In the Capuchin Day Centre, close to Dublin’s Smithfield, a total of 103 people took shelter.

A group of volunteers including Inner City Helping Homeless (ICHH), Lifeline Ambulance Service and former lord mayor Christy Burke came together to turn the centre into a hostel for the night.

ICHH CEO Anthony Flynn said the centre was “full to the rafters”, but that the charity’s outreach team still counted 45 rough sleepers out on the streets on Monday night.

Meanwhile, a number of social welfare claimants living in Cork city and county faced disruption to services yesterday.

The Department of Social Protection said power and technical outages caused by Ophelia led to the closure of offices in Clonakilty, Kinsale and Mallow and limited services in seven others.

The Defence Forces deployed 25 Army and Air Corps personnel, along with two vehicles and two helicopters yesterday morning to support the national response to Ophelia.

Some 21 Army personnel and two vehicles from the 3rd Infantry Battalion were sent to Kilkenny to support local authorities there with road clearance and mobility tasks.

Two Air Corps EC 135 helicopters were sent out to help ESB Networks conduct aerial surveys of power lines in the midlands and south west.

Meanwhile, Luas has been unable to resume services in Dublin until this morning at the earliest because the roof blew off the technical rooms which controls a number of areas including its vehicle location system.

“These are necessary to run the Luas operation,” a spokeswoman said yesterday. “These rooms and systems are being assessed for damage and assessed in relation to possible repair. It is therefore not possible for Luas services to resume at this point.”

Water tankers were deployed in a number of areas in Kerry yesterday as large numbers of people were left without water due to power cuts affecting reservoirs and treatment plants.

Up to 20,000 customers had been left without electricity, mostly in the south of the county.
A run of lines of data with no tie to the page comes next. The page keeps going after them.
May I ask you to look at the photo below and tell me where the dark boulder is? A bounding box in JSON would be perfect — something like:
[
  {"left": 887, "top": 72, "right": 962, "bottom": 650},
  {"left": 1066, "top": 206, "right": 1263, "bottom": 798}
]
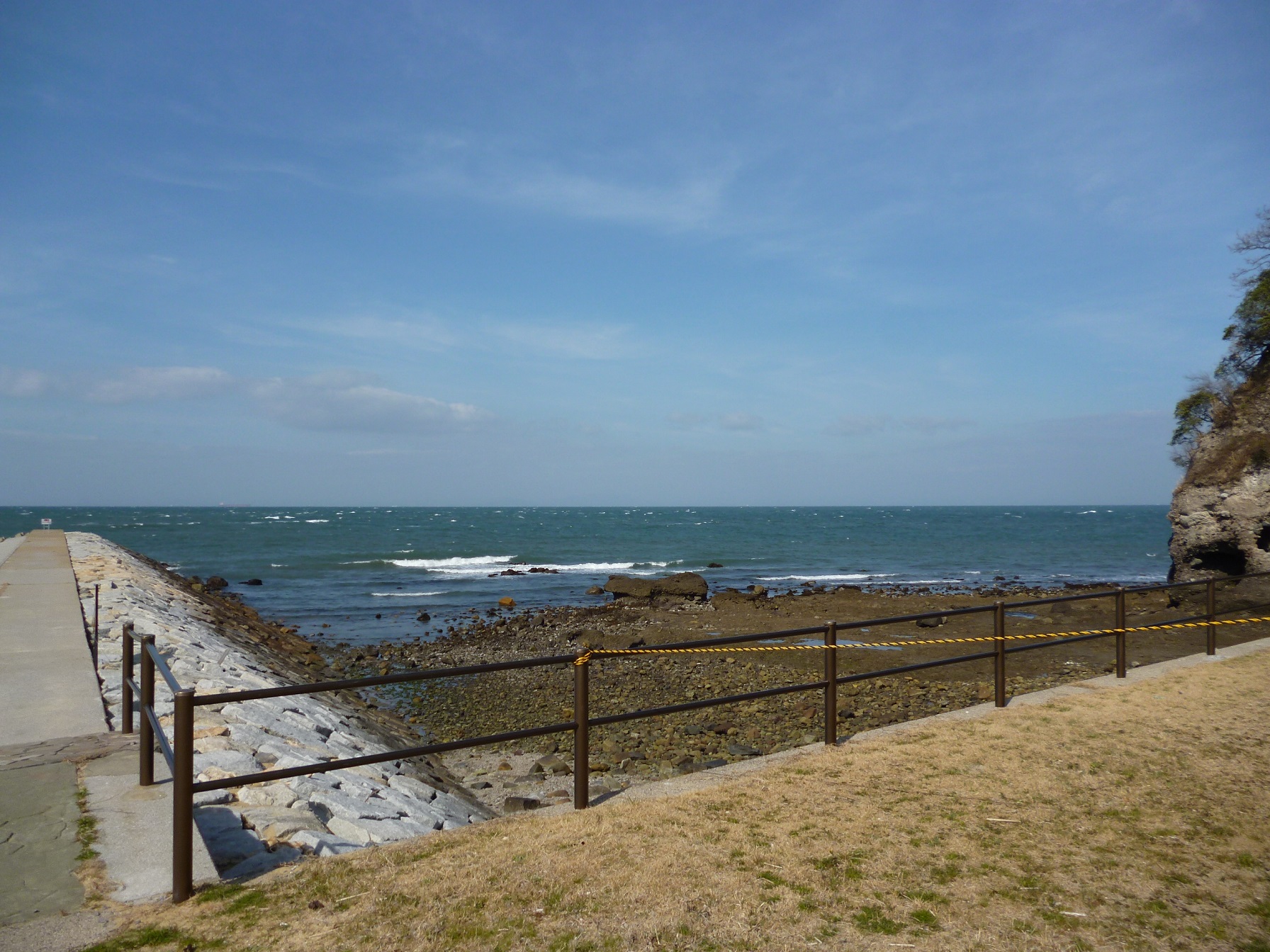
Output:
[{"left": 605, "top": 572, "right": 710, "bottom": 601}]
Most of the 3,000 homes without power in the north of the county were restored by lunchtime yesterday. However it was expected to be days before more than 6,000 homes still out in south Kerry will be restored. A spokesman for the ESB said tree fall in the south of the county had damaged power lines in remote areas.

Roads remained dangerous and the county council, which suspended work when darkness fell, appealed for patience and warned road users to watch for fallen trees, debris and branches. The main N71 Ring of Kerry Road at Moll’s Gap remained closed. Trees fell in up to 40 roads including across the Healy Pass.

All national roads were clear in Tipperary by midday apart from the N74 from Golden to Cashel, the Mill Road in Thurles and the Rock Road in Ballycahill. Electricity supplies which were hit in many parts of the county have largely been restored, although water services have been affected in several areas. The Galtee water supply scheme in the west of the county was cut but expected to be restored by Tuesday evening.

Waterford City and County Council reported trees down in a number of locations across the county, including Kilmeaden, Ballyduff, Bonmahon, Kilcooney, and Tooraneena. Over 4,000 homes and businesses were still without power on Tuesday morning, with ESB crews working to restore services as quickly as possible, while water services were also hit in several areas.